Potential Novel Applications of Open SDN
There is considerable active research related to SDN as well as many novel use cases being proposed that illustrate potential new areas where SDN can be applied or improved. In this section we present a sampling of some of the areas that promise to increase the scope of applications of Open SDN and thus broaden the foundation of its future.
A full survey of SDN-related research is beyond the scope of this work. A number of recent conferences have focused on SDN research. The proceedings of these conferences provide a good review of current research trends in this area.
Here we have selected a number of areas of potential application of Open SDN with the intent of giving the reader a flavor of the areas of application that radically depart from those that we have described during the bulk of this work. It is our hope that this discussion will underscore that this new network programming paradigm opens the doors to many possibilities, only a few of which have already been explored.
Managing Nontraditional Physical Layer Links
There is growing interest in using OpenFlow to control devices that have flows but are not traditional packet switches. The two most promising areas involve flows over optical and wireless links. In Section 8.7.1 we presented a use case in which SDN was used for offloading elephant flows onto optical devices. This represents one example of the general area of using OpenFlow to manage flows over physical layers that are outside the domain of classical LANs and WANs.

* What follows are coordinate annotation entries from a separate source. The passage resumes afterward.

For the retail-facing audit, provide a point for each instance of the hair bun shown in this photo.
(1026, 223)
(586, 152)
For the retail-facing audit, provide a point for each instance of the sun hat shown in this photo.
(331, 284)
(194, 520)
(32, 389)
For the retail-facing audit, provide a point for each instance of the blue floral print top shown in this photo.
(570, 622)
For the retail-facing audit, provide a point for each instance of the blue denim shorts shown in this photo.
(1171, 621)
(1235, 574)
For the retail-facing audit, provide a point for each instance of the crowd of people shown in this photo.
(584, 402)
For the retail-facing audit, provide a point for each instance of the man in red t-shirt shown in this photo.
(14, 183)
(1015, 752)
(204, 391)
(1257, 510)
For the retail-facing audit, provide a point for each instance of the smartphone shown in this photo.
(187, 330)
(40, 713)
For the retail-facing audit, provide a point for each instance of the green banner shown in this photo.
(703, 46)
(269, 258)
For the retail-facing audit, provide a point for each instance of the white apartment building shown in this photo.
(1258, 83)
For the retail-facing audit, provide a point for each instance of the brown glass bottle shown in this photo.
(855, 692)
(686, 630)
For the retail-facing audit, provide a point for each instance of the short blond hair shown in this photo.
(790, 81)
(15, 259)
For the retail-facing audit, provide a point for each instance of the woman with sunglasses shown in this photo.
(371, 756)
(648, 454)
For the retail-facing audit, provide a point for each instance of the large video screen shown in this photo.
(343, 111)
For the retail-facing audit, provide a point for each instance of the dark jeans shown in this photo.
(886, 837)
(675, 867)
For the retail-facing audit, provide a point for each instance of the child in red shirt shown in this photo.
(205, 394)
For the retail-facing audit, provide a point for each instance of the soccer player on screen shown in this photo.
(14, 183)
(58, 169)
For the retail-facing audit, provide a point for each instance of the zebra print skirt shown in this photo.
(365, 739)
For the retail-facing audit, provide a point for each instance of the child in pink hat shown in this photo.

The researchers formalize the study of how to map big data applications to an OpenFlow network. An elephant flow is an example of a big data application. The authors propose mechanisms to build on the existing Hadoop2 job-scheduling method to optimize how and when to schedule jobs over the optical links. They point out that unlike the more classical SDN use cases of cloud network provisioning and WAN traffic engineering such big-data jobs require more rapid and frequent updates of the flow tables on the switches. They conclude that current OpenFlow switches are capable of handling their predicted number and frequency of flow table changes. They believe that there may be challenges in keeping the various flow tables across the network switches synchronized with this rate of flow table changes. This is important because one of the problems in traditional networks was the relatively slow convergence time in the face of routing changes. At the fine granularity of flow table changes being made to route these big-data flows, slow convergence times may be an issue for optical offload.
Because of the ease of installing wireless backhaul links to bring mobile traffic back to the core from radio access network (RAN) cells, wireless backhaul is becoming increasingly popular. One of the challenges in doing this is that the effective bandwidth of a wireless link is not constant, as in its wired counterpart. OpenFlow is proposed as a mechanism to segregrate traffic from different providers and different types into separate flows that are then transmitted over a single shared wireless backhaul medium. In the example, the wireless backhaul technology is 802.16. Although the segregation of different traffic types for differential QoS treatment is well established, in the example the wireless backhaul link is potentially shared by a number of different colocated RAN technologies (e.g., LTE, 3G, WiFi) that may be offered by several different operators. The wireless backhaul provider may have different SLAs with each of those operators and for each operator different levels of service, depending on the terminating RAN technology, traffic type, or business agreement. Since the wireless backhaul bandwidth capability itself may vary due to environmental conditions, the process of satisfying all of the various SLA commitments becomes far more complex and can benefit from OpenFlow’s ability to segregate the traffic into different flows and route or police those flows dynamically with the changing wireless conditions.